Friday, February 4, 2022

Introduction to Xenobiology

Back in November of 2021, I had plans for NaNoWriMo.

I did not fulfill my plans for NaNoWriMo.

Instead, I started writing a series of fictional-non-fiction articles, like The Transgalatic Guide to Solar System M-17 or Wayne Barlowe's Expedition, detailing the exotic biochemistries of alien worlds. I had aimed to get through 12 such articles; I actually managed 9. Now, I am revising those originals and working on adding more to the series, to be posted here on my blog.

Chronological Listing

Each article is mostly self-contained, but later articles may refer back to earlier ones with interesting parallels or contrasts.
  1. Cannonball
  2. Rust
  3. Blue Crystal
  4. Vitrium
  5. Opal
  6. Still
  7. Coal
  8. Snowball
  9. Nicar
  10. Oxio
  11. Brimstone
  12. Fornax
  13. Cronus

Categories

Desert Worlds

    Desert worlds may have large bodies of liquid, on or under the surface, but are characterized by a lack of environmentally-accessible liquid or supercritical biosolvent.

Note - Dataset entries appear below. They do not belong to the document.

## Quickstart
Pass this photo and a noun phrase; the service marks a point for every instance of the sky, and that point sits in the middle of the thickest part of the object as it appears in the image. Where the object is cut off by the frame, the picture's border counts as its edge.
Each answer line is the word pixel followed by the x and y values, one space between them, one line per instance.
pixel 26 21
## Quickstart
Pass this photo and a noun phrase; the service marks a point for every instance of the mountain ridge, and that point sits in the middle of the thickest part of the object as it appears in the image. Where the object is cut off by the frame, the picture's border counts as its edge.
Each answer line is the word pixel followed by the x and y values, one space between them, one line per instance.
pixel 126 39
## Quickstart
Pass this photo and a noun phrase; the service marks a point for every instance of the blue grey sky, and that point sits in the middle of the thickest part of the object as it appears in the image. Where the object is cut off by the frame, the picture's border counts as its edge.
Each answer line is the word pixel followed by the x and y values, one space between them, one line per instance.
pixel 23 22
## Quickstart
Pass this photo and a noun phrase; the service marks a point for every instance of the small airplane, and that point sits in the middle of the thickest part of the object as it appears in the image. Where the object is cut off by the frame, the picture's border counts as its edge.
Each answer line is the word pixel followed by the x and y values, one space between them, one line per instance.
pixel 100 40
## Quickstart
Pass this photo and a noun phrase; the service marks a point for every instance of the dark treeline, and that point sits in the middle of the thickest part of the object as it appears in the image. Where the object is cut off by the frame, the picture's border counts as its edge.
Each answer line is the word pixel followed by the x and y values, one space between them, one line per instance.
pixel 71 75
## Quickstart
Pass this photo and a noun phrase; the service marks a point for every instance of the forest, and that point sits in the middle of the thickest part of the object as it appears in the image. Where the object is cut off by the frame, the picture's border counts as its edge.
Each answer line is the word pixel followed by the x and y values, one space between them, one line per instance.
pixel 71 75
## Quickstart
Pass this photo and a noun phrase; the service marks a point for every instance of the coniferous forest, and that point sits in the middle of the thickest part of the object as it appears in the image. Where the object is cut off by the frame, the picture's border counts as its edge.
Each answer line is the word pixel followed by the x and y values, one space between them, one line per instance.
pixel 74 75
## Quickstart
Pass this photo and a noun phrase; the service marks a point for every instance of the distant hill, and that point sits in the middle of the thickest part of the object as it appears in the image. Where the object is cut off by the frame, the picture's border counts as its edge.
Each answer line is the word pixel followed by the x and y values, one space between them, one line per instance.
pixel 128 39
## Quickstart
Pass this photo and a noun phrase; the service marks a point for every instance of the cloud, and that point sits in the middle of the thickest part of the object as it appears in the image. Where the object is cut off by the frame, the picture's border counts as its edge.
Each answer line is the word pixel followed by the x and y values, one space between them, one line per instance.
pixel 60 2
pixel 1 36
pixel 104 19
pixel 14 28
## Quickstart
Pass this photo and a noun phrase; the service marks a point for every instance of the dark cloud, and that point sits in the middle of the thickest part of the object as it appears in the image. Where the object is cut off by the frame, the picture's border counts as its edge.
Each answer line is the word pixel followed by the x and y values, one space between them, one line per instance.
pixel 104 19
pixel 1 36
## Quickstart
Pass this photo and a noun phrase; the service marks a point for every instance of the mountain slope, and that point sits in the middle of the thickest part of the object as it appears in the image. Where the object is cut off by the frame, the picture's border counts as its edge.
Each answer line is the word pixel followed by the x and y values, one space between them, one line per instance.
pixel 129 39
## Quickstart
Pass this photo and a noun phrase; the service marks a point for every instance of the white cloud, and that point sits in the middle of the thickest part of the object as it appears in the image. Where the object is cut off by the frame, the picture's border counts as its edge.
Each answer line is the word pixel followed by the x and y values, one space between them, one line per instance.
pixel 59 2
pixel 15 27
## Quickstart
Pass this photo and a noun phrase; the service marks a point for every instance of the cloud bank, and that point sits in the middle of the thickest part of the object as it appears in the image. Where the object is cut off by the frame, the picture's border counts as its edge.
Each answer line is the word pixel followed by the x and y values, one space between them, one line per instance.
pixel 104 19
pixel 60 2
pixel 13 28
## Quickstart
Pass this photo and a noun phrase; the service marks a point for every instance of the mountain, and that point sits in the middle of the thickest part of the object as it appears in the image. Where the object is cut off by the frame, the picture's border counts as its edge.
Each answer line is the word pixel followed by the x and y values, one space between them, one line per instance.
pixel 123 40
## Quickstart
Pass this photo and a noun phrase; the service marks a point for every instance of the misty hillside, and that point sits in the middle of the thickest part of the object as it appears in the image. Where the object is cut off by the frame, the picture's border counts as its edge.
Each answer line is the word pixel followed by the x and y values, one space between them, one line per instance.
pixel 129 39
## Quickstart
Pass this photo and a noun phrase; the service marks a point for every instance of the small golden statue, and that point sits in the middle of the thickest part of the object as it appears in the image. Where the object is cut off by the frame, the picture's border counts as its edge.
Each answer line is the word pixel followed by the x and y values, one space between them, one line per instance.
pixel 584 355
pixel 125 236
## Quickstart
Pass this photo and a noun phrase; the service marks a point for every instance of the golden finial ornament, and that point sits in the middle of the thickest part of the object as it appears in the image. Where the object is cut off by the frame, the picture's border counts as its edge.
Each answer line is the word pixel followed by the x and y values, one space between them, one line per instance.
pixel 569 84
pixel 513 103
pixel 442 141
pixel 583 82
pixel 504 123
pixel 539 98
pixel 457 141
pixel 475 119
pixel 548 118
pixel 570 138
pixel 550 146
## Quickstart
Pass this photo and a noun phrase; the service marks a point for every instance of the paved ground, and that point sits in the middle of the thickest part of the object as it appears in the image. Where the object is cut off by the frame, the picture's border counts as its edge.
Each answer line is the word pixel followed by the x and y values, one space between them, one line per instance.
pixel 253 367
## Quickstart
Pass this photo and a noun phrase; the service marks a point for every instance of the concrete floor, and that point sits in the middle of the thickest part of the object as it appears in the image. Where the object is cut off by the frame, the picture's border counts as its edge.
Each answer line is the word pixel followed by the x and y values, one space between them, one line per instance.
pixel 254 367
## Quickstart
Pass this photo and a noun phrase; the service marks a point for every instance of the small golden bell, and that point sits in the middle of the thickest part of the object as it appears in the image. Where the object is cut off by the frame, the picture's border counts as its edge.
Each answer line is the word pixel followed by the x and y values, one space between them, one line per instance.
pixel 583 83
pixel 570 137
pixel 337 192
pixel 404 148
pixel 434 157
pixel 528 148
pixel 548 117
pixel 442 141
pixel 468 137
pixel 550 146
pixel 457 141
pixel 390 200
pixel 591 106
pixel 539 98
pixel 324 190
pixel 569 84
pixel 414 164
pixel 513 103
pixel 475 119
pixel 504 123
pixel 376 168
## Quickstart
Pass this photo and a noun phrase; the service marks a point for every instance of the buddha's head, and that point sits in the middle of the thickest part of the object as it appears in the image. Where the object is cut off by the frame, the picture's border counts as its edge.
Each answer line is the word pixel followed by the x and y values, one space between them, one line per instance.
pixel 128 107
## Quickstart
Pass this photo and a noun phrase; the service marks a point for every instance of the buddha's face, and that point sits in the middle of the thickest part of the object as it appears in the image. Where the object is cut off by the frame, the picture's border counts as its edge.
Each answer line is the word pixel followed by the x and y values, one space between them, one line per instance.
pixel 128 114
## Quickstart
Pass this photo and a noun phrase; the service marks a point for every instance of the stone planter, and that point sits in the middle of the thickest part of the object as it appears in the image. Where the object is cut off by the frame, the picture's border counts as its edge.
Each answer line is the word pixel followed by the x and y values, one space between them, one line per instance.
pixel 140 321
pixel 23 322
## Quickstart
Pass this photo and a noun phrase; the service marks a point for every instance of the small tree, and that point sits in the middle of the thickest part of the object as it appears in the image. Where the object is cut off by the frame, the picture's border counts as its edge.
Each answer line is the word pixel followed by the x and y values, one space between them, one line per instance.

Most desert worlds feature organisms which can produce their own biosolvent internally from environmental materials, but some may rely on melting or condensing it when the necessary molecule is accessible, but environmental conditions do not permit its existence in liquid form.
  1. Cannonball
  2. Rust
  3. Snowball

Cryogenic Worlds

    Cryogenic worlds are those on which the native lifeforms exist in temperatures at which pure liquid water cannot exist, universally employing antifreeze mixtures or non-water solvents.
  1. Rust
  2. Blue Crystal
  3. Still
  4. Coal
  5. Snowball
  6. Nicar
  7. Cronus

Silicon Worlds

    Silicon worlds are those on which the native biochemistry makes extensive use of silicon as a polymeric backbone atom. This might popularly be termed "silicon-based life"; however, most silicon-using biospheres also make extensive use of carbon chemistry, or highly heterogenous polymer bases, making any strict boundaries between "silicon-based" and "carbon-based" life very unclear. Silicon worlds are a notable category mainly in contrast to "aqueous worlds", rather than "carbon-based biology worlds" ("carbon world" having an entirely unrelated technical definition), as it is the presence of reactive liquid water, rather than competition from carbon chemistry, which limits the possibilities for complex silicon chemistry on such worlds.
  1. Blue Crystal
  2. Vitrium
  3. Fornax

Sulfur Worlds

    Sulfur worlds are those on which large quantities of sulfur have been concentrated on the surface, resulting it its integration into solvent molecules (H2SO4, SO2, or elemental sulfur) and an expanded role in biochemistry.

Non-Polar Solvents

    Biological systems relying exclusively on a single solvent system are extremely rare; just as Earthling life, which relies on polar water, nevertheless employs many molecules which are soluble only in the non-polar lipophillic phase, and accumulates non-polar fats and oils in vesicles, so do biosystems based on non-polar solvents frequently rely on polar chemistry. Nevertheless, the biosystems of the following worlds rely primarily on non-polar solvents, just as Earthlings rely primarily on water.